We aim to provide friendly, actionable errors whenever a schema definition is invalid.

If a schema definition produces schema artifacts, those schema artifacts will be valid and work at runtime. If valid schema artifacts cannot be produced, ElasticGraph will provide errors that clearly indicate what’s wrong and how to proceed.

The schema must be safely evolvable without requiring coordinated deploys with data publishers.

The GraphQL type system is designed for continuous evolution of the API exposed to clients. ElasticGraph augments this by supporting safe continuous evolution of the indexing schema. JSON schema artifacts are versioned which allows an elasticgraph-indexer and a data publisher to be deployed independently with no interruption to the indexing pipeline.

Schema definition features which apply to multiple types of schema elements must use the same API everywhere.

For example, documentation can be added to any type of schema element (a type, field, argument, enum value, etc) using the same API (element.documentation "Description"). This is achieved through a set of mixins.

Codebase Principles

We aim for consistency.

We try to use terminology in a consistent manner throughout the codebase. Our APIs are designed to use a consistent style and “voice” so that they are predictable to use.

The codebase has no global state.

Global state is quite common in a lot of Ruby codebases (it’s very convenient to expose something like database connection as a via a class attribute) but we avoid that throughout the codebase. Instead, our entry points like ElasticGraph::GraphQL and ElasticGraph::Indexer inject dependencies into each component. This makes ElasticGraph easier to reason about, aids in making ElasticGraph threadsafe, and supports the ability to have multiple application instances in the same Ruby process.

We favor an immutable functional style.

Where feasible, we create immutable objects and write functional code that transforms those objects.
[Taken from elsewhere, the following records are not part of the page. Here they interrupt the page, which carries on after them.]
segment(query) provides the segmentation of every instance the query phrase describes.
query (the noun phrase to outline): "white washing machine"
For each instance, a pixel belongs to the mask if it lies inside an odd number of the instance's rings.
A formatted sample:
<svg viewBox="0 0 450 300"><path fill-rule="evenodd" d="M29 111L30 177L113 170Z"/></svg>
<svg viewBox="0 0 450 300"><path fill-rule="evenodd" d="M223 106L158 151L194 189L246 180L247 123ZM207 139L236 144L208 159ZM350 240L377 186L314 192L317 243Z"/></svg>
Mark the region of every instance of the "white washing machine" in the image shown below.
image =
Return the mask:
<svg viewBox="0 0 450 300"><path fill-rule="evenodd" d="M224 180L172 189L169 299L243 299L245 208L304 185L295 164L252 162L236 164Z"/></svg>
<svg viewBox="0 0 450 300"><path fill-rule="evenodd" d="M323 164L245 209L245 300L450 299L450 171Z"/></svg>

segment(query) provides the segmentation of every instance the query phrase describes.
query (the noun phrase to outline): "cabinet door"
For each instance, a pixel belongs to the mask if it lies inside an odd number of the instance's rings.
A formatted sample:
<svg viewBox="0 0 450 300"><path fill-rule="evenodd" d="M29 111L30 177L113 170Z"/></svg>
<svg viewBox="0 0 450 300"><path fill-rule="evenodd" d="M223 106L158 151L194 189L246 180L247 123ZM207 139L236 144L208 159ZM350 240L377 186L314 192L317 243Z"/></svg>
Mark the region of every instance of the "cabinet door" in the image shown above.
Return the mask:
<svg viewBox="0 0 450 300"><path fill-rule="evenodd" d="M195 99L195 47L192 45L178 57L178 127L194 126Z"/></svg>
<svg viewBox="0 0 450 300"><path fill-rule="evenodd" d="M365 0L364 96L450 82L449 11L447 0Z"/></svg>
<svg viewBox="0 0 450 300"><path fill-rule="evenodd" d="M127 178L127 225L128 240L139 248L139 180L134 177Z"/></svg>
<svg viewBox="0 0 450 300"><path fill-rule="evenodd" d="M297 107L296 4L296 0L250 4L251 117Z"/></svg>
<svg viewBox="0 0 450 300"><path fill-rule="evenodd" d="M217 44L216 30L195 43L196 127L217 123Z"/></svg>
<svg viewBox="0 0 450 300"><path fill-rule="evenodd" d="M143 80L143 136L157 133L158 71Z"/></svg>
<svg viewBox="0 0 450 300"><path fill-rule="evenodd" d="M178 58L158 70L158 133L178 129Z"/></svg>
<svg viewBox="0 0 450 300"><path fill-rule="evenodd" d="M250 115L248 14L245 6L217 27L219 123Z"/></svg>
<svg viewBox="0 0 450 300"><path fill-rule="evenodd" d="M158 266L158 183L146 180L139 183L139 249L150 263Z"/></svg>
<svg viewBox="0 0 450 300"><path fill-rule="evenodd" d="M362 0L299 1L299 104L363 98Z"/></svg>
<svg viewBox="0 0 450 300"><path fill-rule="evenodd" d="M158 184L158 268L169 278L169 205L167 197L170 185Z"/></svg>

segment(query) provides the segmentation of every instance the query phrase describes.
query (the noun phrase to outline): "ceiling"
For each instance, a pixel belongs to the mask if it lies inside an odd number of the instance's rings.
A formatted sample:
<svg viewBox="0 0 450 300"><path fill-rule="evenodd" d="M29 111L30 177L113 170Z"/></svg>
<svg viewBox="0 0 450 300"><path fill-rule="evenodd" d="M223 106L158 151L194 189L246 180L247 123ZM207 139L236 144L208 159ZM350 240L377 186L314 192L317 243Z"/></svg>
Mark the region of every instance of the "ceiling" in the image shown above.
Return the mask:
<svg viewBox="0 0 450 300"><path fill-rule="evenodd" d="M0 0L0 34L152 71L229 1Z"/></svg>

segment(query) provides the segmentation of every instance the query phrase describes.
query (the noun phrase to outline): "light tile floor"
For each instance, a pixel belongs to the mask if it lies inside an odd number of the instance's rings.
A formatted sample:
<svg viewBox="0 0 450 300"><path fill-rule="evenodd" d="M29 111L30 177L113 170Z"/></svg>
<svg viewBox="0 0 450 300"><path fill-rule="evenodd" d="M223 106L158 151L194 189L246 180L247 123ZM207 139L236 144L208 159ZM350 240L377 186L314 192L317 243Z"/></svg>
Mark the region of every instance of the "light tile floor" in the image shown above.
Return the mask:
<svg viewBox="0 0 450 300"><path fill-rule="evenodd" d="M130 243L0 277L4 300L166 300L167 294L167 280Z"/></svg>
This makes the codebase easier to reason about and maintain.

When facing two ways to implement a given piece of functionality, we prefer the simpler approach.

Simpler code and architectures makes for easier debugging later, and allows new contributors to more quickly onboard and contribute to the project.

We avoid monkey patching.

While monkey-patching is a common technique in the Ruby community, it often leads to future problems and we avoid it.

Every line and branch of code must be covered by tests except where we intentionally opt-out.

Our CI build enforces 100% test coverage except where we opt-out using :nocov: comments. This high level of test coverage means that most of the time, if it passes the CI build, it works in production. It also makes it obvious at a glance which lines of code are uncovered by tests–if a line isn’t wrapped with a :nocov: comment then you know it’s covered!

We aim to validate all snippets and code examples at this website.

Our documentation is so much more useful if users can trust that the code snippets we provide always work. When a change to the codebase breaks an example from the website, we want to be notified about it so that we can fix it. The CI build includes full validation of website code snippets.